Stage three investigated a full core supercell arrangement based upon the ABWR design. This stage highlighted that the burnup procedures of the individual assemblies provided large discrepancies between the two software tools and the axial power profile transition within Serpent varied significantly compared to DYN3D. These discrepancies are attributed to the long-term implications of the different power shapes between the methods, which will have an accelerated affect due to depletion. SCALE-POLARIS/DYN3D overestimated the power within the hottest fuel assemblies, which provided a slightly more conservative approach towards the modelling high fidelity approach; however, this was determined to be due to the fortunate arrangement of the core layout and this trend would not hold. Unfortunately, the third study could not provide a converged fully coupled Serpent/CTF model. Due to the large variations within the burnup procedure, this work has identified that the assemblies used within the equilibrium core layout could be significantly different when using industrial methods compared to high fidelity methods. At the time of writing, there is no solution to resolve the coupling errors of the full core analysis; however, it is assumed that these discrepancies of the full core model will be magnified and will have an impact on the safety parameter assumptions we make within BWR safety analysis.

Finally, a possible way to overcome the mentioned problems with the help of the novel multiscale and multi physics approach is proposed to support the future development of a more accurate industrial approach with acceptable computational demand.

7. Further Work

This work has identified that the materials used within an equilibrium core can be significantly different to those predicted by industrial methods.

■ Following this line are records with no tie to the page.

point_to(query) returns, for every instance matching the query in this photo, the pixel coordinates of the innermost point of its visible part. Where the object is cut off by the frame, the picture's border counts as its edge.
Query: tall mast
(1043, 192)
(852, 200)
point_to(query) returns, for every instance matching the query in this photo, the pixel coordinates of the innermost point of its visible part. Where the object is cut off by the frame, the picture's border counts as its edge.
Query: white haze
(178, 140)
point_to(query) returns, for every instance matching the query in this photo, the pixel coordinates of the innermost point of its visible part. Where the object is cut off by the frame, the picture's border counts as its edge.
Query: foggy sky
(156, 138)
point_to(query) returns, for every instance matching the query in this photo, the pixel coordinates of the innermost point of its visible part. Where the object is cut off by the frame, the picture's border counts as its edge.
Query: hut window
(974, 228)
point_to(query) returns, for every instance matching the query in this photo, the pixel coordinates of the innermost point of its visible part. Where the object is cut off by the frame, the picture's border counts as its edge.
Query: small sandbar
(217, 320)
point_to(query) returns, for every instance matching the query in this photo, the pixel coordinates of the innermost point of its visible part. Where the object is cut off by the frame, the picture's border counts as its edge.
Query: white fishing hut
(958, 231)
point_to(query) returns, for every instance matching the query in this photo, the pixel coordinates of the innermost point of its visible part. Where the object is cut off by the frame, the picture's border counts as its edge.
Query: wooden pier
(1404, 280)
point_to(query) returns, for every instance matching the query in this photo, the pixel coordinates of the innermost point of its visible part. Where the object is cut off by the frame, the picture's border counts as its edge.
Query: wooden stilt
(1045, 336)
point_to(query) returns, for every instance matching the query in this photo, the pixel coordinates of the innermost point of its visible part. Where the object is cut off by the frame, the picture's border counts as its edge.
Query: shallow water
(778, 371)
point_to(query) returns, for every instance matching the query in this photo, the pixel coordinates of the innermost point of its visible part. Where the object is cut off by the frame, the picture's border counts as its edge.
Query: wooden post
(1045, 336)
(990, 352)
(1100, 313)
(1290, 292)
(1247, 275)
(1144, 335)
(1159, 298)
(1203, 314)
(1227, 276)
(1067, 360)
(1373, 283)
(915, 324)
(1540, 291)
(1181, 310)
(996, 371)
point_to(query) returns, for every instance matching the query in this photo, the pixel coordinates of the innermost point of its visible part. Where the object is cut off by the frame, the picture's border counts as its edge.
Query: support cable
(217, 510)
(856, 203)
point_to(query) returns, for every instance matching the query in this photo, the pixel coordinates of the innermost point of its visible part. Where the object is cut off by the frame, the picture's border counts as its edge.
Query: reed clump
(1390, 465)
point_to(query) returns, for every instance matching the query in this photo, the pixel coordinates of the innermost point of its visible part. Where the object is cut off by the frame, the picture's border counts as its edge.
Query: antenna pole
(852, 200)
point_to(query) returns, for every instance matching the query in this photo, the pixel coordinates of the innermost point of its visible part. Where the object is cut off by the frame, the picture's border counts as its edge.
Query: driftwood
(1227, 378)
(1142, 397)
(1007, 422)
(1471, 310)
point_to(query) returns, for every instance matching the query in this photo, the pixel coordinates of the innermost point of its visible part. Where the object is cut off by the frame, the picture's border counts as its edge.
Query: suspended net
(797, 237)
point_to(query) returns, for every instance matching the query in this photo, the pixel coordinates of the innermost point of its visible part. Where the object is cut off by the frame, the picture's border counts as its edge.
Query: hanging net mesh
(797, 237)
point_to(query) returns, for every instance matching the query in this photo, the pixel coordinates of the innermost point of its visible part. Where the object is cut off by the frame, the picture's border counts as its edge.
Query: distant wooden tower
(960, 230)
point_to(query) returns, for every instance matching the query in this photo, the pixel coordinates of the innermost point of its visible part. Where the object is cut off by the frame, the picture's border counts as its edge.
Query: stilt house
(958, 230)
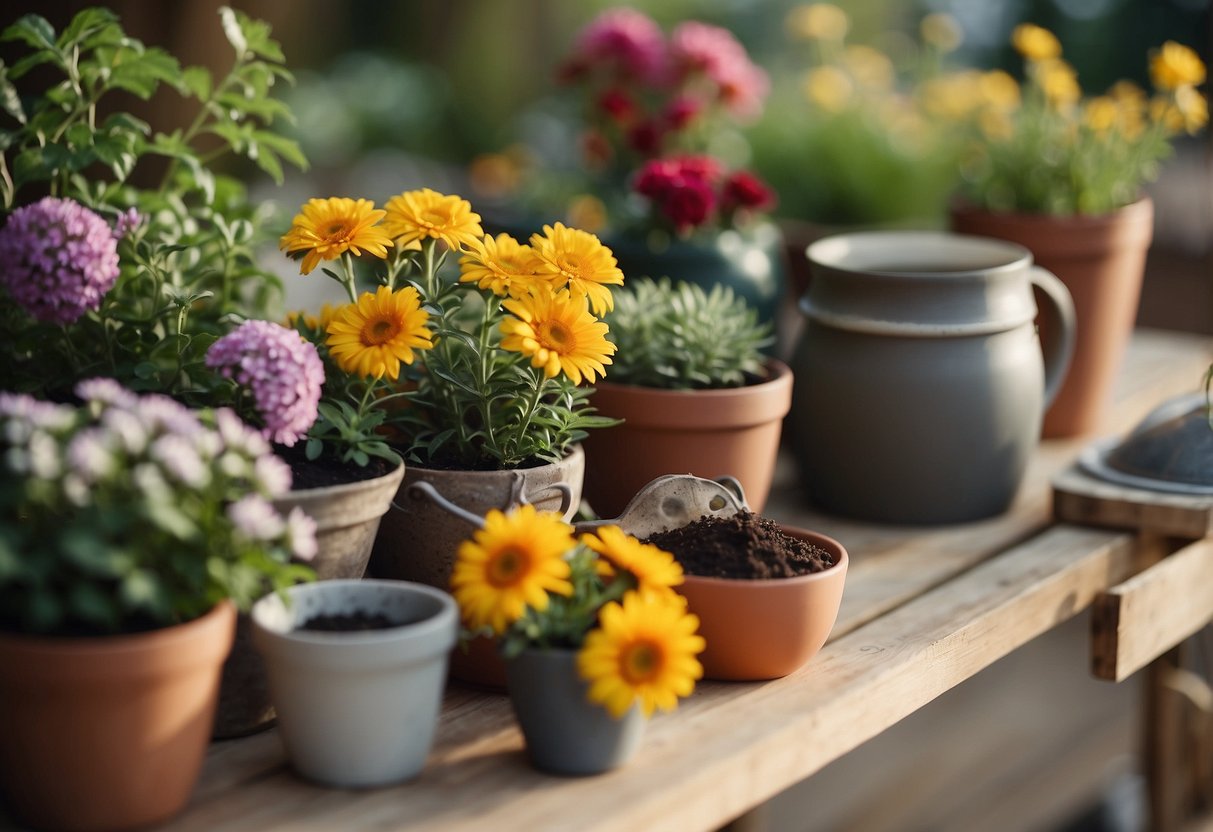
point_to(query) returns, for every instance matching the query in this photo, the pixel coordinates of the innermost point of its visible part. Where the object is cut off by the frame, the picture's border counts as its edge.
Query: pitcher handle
(1059, 311)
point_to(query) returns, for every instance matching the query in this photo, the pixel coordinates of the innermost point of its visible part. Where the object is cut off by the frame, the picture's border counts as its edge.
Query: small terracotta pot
(1102, 261)
(110, 731)
(767, 628)
(708, 433)
(347, 518)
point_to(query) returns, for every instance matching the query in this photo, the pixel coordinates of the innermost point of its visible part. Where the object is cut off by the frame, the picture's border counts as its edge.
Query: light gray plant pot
(357, 710)
(565, 733)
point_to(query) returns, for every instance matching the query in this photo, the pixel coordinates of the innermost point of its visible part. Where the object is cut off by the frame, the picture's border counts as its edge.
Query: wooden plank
(1080, 497)
(728, 748)
(1137, 621)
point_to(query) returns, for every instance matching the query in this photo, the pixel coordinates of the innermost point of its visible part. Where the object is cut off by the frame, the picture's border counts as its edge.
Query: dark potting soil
(348, 622)
(742, 546)
(325, 472)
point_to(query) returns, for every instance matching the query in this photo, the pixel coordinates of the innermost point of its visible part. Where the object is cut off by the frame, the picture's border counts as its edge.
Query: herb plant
(678, 336)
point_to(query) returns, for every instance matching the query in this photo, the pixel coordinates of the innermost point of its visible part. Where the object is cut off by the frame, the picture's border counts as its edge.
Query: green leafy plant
(679, 336)
(186, 251)
(131, 513)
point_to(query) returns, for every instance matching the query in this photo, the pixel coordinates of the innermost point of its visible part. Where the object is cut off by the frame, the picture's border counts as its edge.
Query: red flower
(742, 189)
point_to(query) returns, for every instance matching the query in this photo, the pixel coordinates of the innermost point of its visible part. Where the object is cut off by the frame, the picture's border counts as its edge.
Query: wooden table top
(924, 609)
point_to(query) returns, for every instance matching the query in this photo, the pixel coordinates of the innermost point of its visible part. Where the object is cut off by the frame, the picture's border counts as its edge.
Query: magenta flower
(624, 40)
(280, 369)
(60, 260)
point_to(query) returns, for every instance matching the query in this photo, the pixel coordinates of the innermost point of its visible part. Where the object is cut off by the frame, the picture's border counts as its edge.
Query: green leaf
(233, 32)
(84, 24)
(10, 102)
(198, 80)
(34, 30)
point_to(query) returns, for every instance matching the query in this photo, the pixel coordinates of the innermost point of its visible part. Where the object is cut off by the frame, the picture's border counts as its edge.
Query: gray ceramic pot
(359, 708)
(920, 379)
(564, 731)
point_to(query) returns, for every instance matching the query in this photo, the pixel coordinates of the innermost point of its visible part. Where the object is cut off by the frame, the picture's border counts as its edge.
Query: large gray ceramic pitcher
(920, 379)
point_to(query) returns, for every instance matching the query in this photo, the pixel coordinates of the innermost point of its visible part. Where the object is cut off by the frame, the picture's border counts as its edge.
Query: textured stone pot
(564, 731)
(108, 733)
(920, 380)
(419, 537)
(1102, 261)
(347, 518)
(357, 710)
(708, 433)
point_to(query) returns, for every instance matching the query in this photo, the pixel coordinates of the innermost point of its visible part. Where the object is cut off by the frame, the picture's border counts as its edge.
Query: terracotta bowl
(767, 628)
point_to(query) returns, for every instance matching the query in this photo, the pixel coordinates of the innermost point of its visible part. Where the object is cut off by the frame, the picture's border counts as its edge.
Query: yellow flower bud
(1174, 66)
(829, 87)
(1035, 43)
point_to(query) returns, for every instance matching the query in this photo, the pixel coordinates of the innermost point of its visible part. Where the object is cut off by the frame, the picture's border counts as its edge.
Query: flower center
(556, 335)
(507, 568)
(641, 661)
(379, 330)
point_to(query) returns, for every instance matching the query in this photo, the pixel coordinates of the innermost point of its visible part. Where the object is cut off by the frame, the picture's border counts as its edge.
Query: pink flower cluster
(60, 258)
(688, 192)
(282, 370)
(645, 90)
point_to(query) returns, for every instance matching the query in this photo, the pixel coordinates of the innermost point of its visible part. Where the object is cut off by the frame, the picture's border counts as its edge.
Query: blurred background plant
(855, 136)
(1046, 148)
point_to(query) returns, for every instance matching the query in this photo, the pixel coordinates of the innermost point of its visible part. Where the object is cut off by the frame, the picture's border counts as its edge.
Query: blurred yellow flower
(829, 87)
(940, 30)
(869, 67)
(1035, 43)
(1174, 66)
(819, 21)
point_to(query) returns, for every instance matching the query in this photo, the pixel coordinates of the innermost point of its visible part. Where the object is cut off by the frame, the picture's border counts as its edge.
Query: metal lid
(1169, 450)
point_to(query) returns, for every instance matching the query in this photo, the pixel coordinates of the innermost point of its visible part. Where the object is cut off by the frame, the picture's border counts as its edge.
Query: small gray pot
(357, 710)
(565, 733)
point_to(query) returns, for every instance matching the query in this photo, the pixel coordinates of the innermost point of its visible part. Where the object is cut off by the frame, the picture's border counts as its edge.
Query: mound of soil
(744, 546)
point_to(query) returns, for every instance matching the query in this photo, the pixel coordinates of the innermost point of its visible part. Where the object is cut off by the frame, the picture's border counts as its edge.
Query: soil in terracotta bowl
(744, 546)
(766, 594)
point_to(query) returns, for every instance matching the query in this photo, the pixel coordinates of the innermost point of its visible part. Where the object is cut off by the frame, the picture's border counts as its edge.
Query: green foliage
(189, 272)
(118, 516)
(679, 336)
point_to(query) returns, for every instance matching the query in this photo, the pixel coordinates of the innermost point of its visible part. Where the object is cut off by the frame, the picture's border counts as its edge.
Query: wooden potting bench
(923, 610)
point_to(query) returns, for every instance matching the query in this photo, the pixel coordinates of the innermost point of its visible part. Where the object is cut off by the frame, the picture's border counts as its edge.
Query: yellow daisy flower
(643, 651)
(579, 260)
(501, 265)
(510, 564)
(1174, 66)
(372, 336)
(328, 228)
(558, 334)
(1035, 43)
(653, 568)
(419, 215)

Due to limitations in the convergence of the high-fidelity method, the severity of these impacts could not be investigated in all detail; however, the power level profile is likely to be broadened from early indications. This could have a positive effect, due to the reduced peaking of the fuel axial power profile, but this must be established with further work. Thus, it would be ideal to apply the newly developed tools of the CASL project (even if this will require massive computational resources) to this kind of analysis to create reference solutions for the upgrading of industrial tools for BWR analysis.